We decided to administer clozapine for the treatment of tardive dystonia because it was a promising candidate for improving motor symptoms [14, 20] and was expected to control his manic symptoms. The potential efficacy of clozapine in treating aripiprazole-induced tardive dystonia had not yet been previously reported. The starting dose of clozapine was 12.5 mg/day, and the dose was gradually titrated weekly up to 87.5 mg/day until August 2013. Dystonic symptoms began to improve 1 month after clozapine was started, and tardive dystonia was completely resolved 3 months after clozapine administration was started (September 2013). His ESRS score reached zero. At that time, the dose of clozapine was 87.5 mg/day. Additionally, by November 2013 his manic symptoms dramatically improved, and his daily dose of clozapine was 100 mg/d.
Conclusions
In the present case, the occurrence of tardive dystonia in an antipsychotic-naïve patient strongly suggested that aripiprazole was the causal agent.
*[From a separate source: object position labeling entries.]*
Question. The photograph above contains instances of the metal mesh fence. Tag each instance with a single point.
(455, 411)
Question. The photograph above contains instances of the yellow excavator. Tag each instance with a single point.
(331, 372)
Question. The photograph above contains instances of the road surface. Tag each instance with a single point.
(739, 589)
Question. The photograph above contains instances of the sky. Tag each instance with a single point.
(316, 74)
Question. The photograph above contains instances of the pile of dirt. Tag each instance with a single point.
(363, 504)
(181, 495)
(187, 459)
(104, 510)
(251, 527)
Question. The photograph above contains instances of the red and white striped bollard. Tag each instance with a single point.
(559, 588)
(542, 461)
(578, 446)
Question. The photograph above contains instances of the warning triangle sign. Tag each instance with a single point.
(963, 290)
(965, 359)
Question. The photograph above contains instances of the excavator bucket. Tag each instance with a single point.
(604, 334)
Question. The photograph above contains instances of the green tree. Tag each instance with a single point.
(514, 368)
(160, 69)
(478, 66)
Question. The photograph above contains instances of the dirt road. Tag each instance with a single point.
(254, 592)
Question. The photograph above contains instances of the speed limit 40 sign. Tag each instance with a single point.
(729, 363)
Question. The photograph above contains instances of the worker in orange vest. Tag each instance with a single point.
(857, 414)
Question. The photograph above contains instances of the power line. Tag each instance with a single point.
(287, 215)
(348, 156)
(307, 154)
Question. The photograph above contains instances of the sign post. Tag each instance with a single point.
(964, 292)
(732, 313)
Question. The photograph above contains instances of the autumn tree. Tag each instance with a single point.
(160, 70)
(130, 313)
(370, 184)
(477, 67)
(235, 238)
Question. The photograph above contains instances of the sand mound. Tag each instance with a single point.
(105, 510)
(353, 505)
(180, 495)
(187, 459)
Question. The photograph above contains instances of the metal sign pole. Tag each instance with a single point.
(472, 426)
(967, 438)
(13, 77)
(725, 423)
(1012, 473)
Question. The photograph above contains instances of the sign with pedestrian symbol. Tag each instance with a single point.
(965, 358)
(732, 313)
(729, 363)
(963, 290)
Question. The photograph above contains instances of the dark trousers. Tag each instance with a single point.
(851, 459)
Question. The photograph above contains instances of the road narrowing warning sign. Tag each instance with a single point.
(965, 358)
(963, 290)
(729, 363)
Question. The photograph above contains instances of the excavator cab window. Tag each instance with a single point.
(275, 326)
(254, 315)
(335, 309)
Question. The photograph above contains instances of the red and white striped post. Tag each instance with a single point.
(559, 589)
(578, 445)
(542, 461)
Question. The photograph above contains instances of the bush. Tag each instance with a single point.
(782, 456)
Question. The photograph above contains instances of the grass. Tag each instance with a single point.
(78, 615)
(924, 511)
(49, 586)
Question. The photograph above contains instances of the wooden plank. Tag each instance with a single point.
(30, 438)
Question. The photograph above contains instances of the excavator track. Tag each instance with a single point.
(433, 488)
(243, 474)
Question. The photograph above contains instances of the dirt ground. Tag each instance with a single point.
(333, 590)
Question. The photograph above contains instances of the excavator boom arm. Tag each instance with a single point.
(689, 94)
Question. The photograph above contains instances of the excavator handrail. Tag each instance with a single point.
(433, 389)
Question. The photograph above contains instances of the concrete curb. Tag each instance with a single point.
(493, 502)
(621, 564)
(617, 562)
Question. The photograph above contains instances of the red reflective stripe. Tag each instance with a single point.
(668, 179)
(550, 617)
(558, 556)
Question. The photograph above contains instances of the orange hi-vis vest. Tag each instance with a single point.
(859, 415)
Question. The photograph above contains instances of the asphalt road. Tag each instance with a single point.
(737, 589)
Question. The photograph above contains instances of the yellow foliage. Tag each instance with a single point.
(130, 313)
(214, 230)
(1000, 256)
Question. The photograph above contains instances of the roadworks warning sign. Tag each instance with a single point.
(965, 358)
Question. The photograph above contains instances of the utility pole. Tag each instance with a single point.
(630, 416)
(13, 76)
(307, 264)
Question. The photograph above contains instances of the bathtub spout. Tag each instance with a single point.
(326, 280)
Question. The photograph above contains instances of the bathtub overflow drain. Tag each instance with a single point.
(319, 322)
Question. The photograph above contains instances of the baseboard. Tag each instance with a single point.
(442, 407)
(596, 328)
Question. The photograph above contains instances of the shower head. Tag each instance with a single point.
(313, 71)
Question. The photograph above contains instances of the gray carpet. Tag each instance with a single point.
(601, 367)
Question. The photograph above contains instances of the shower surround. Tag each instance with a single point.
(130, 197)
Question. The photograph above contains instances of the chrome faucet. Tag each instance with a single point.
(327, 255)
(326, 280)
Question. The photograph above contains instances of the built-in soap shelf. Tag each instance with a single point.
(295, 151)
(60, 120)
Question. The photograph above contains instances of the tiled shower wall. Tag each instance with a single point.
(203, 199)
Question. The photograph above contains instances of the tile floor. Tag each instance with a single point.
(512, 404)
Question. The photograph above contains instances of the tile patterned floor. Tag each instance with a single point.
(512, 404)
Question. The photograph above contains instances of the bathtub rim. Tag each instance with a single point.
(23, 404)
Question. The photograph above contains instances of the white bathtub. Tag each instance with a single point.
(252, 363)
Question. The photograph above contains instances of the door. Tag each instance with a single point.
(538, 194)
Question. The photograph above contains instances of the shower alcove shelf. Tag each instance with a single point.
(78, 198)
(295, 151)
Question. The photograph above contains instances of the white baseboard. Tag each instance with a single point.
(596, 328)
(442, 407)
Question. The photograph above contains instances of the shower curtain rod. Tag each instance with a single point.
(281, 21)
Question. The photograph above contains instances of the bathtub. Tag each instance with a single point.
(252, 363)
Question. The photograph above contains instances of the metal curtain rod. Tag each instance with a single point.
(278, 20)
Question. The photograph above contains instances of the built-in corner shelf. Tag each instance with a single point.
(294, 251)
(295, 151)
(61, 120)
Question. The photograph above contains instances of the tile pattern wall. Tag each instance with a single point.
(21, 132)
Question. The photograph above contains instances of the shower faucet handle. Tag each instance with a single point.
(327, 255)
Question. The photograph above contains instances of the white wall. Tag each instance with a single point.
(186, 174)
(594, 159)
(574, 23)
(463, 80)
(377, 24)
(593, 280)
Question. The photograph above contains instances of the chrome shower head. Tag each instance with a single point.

While he showed tardive dystonia, his father and sister, who are on other antipsychotics, did not experience tardive dystonia, and thus, there is no history of familial dystonia. To our knowledge, concomitant medications, i.e., sodium valproate and propranolol, have not been reported to cause tardive dystonia, and in fact, valproate was reported to improve tardive syndrome in an open trial [20]. Neurologic examinations did not show other causes of dystonia. This patient has several well-known risk factors, e.g., young, male, and was diagnosed with affective disorder [1]. Several hypotheses, such as interactions between antipsychotics and antidepressants, or short-term use of high dose antipsychotics in affective disorder have been suggested for high risk of tardive dystonia in affective disorder [21]. Among them, vulnerability of the brain due to cyclic mono- and catecholamine activity during mood swings may account for tardive dystonia in this case.
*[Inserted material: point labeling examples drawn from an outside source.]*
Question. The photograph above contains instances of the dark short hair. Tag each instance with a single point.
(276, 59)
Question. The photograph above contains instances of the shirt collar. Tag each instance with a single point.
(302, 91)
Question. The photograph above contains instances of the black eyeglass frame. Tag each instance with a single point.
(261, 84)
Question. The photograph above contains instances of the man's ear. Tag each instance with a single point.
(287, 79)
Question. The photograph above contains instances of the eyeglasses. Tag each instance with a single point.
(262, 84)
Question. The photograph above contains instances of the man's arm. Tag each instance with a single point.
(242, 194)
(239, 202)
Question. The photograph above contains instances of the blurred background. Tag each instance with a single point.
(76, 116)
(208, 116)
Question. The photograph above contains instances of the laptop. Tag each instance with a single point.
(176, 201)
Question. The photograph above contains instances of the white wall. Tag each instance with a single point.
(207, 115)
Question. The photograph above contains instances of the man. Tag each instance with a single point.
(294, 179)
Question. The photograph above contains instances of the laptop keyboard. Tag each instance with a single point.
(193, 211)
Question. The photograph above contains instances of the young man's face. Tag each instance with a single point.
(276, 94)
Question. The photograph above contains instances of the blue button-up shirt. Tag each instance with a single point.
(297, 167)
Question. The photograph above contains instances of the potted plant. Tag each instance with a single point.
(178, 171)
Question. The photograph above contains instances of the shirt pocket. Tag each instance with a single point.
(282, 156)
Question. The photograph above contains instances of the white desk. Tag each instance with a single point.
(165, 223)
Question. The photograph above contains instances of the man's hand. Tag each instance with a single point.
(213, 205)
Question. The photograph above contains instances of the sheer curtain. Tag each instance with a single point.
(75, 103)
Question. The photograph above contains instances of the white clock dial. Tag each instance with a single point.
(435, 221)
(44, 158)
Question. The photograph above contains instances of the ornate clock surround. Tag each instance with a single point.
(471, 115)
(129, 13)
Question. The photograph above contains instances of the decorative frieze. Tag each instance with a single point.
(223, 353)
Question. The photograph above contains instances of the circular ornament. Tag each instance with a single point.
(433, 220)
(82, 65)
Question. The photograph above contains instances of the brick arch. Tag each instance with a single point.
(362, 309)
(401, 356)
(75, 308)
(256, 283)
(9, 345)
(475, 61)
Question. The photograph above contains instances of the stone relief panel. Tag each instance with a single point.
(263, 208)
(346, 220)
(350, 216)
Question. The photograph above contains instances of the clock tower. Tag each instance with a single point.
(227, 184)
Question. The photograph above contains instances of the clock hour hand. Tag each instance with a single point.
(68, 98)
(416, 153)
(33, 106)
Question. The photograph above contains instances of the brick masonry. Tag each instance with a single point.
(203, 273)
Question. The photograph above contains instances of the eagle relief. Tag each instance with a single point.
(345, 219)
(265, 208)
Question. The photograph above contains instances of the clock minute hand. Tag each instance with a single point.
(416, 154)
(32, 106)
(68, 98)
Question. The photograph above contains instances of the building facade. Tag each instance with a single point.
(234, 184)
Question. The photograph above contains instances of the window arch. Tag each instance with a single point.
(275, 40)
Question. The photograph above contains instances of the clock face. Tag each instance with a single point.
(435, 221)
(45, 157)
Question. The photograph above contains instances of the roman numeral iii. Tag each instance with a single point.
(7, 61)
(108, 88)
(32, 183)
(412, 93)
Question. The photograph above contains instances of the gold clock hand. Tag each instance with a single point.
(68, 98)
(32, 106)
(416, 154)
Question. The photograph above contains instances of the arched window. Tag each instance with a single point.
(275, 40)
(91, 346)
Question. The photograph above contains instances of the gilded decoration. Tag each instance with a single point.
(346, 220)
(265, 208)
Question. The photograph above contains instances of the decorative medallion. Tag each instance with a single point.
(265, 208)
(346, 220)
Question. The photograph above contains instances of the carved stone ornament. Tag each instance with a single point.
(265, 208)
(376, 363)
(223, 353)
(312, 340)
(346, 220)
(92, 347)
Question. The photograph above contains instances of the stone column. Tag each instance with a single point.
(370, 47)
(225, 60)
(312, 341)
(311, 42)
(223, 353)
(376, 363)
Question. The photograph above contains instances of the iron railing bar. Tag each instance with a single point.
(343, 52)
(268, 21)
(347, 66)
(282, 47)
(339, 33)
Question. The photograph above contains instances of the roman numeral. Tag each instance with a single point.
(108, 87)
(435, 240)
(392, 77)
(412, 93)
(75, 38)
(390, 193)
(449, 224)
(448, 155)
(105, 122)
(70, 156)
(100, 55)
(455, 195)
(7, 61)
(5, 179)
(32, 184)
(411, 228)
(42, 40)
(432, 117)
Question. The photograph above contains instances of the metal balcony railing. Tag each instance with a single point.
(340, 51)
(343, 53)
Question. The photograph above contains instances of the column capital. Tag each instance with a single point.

This patient was a good candidate for clozapine therapy because he needed medication to concurrently improve tardive dystonia and to alleviate his manic symptoms. Other therapies for tardive dystonia are not known to be effective in manic symptoms. In addition, he is young and duration of tardive dystonia was relatively short (about 8 months). In a recent review, clozapine was reported to be more beneficial in treating tardive dystonia in patients who are young and have shorter duration [22]. In this case, tardive dystonia persisted and was unchanged for a relatively long period, despite withdrawal of aripiprazole, and the symptoms were rapidly and completely reversed after clozapine administration. This indicates that clozapine reversed aripiprazole-induced tardive dystonia in this case.
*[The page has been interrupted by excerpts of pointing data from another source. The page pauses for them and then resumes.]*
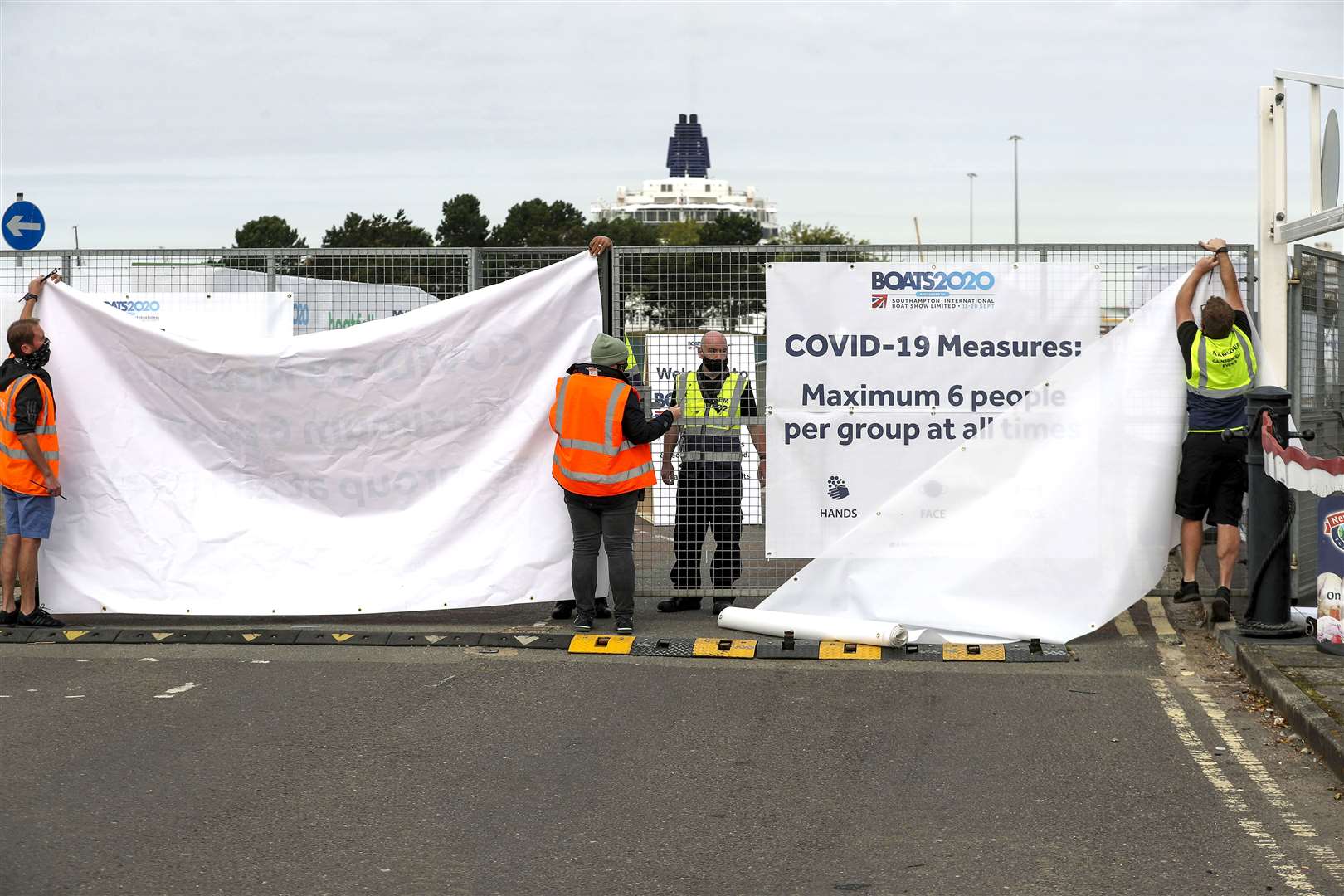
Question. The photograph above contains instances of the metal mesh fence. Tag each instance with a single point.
(661, 299)
(1315, 382)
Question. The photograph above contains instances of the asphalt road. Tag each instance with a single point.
(197, 768)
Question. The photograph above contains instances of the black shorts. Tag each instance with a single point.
(1211, 479)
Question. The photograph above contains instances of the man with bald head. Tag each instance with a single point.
(709, 486)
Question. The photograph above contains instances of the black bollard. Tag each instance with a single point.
(1269, 577)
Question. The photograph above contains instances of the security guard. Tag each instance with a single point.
(709, 492)
(1220, 373)
(604, 462)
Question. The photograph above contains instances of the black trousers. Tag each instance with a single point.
(597, 522)
(714, 504)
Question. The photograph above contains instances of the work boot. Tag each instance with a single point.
(1187, 592)
(679, 603)
(1220, 609)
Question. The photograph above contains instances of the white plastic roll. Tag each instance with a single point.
(810, 627)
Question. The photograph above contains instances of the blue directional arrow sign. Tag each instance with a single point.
(23, 226)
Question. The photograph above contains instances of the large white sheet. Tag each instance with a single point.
(1057, 518)
(398, 465)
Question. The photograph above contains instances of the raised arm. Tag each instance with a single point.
(1187, 292)
(1226, 273)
Previous case studies [10, 14] reported that antipsychotic-naïve patients developed aripiprazole-induced tardive dystonia (Table 1). Among them, spontaneous reversal of tardive dystonia symptoms by antipsychotic withdrawal and the passage of time occurred in only one case [10]. In another case, dystonia persisted for over 18 months, and medications, including trihexyphenidyl and botulinum toxins, were not effective in alleviating symptoms. Deep brain stimulation therapy finally produced an improvement in this patient [10]. In another case, dystonia was reported to have persisted over a 2-month observation period [14].
Table 1.
Case studies of aripiprazole induced-tardive dystonia
| Oommen et a.l. [12] | Lungu et al. [10] | Pinninti et al. [13] | Matsuda et al. [11] | Lungu et al. [10] | Sato et al. [15] | Friedman [14] | |
|---|---|---|---|---|---|---|---|
| Sex | Female | Female | Male | Female | Male | Male | Female |
| Age | 25 | 19 | 35 | 23 | 62 | 19 | 53 |
| Diagnosis | Schizoaffective disorder | Anxiety disorder & violent outburst | Schizoaffective disorder | Schizophrenia | Post- traumatic stress disorder | Schizophrenia | Depression |
| Involved body part | Trunk (lumbar) | Head & trunk | Trunk (thoracic) | Larynx | Periocular area, neck | Wrist, elbow, shoulder | Trunk, pelvis |
| Reversibility | (+) | (+) | (+) | (+) | (−) | (−) | (−) |
| Effective treatment | Trihexyphenidyl | (−) | (−) | Quetiapine | Deep Brain Stimuationa | Tetrabenazineb | |
| Duration of aripiprazole medication | 2 months | 3 years | About 8 weeks | 7 months | 18 months | 8 months | 2 years |
| Previous antipsychotics use | (+) | Drug naïve | (+) | (+) | Drug naïve | (+) | Drug naïve |
| Examinations | (−) | (−) | (−) | Lab, brain MRIc | (−) | Lab, brain MRIc | (−) |
aUnresponsive to trihexyphenidyl, clonazepam, baclofen, and botulinum
bPartially effective
cResults: normal
Withdrawal of aripiprazole alone was not enough to reverse tardive dystonia in previous cases [10, 11, 14]. Trihexyphenidyl and quetiapine were used in those cases. However, it is not clear whether the medication or withdrawal of aripiprazole reversed the motor symptoms. Unlike previous reports, the present case study had a relatively long interval between withdrawal of aripiprazole and the onset of clozapine administration, supporting the idea that clozapine exerted therapeutic effects in aripiprazole-induced tardive dystonia. Although the use of clozapine has some limitations because of the risk of agranulocytosis, it can be an effective alternative treatment in the management of irreversible tardive dystonia.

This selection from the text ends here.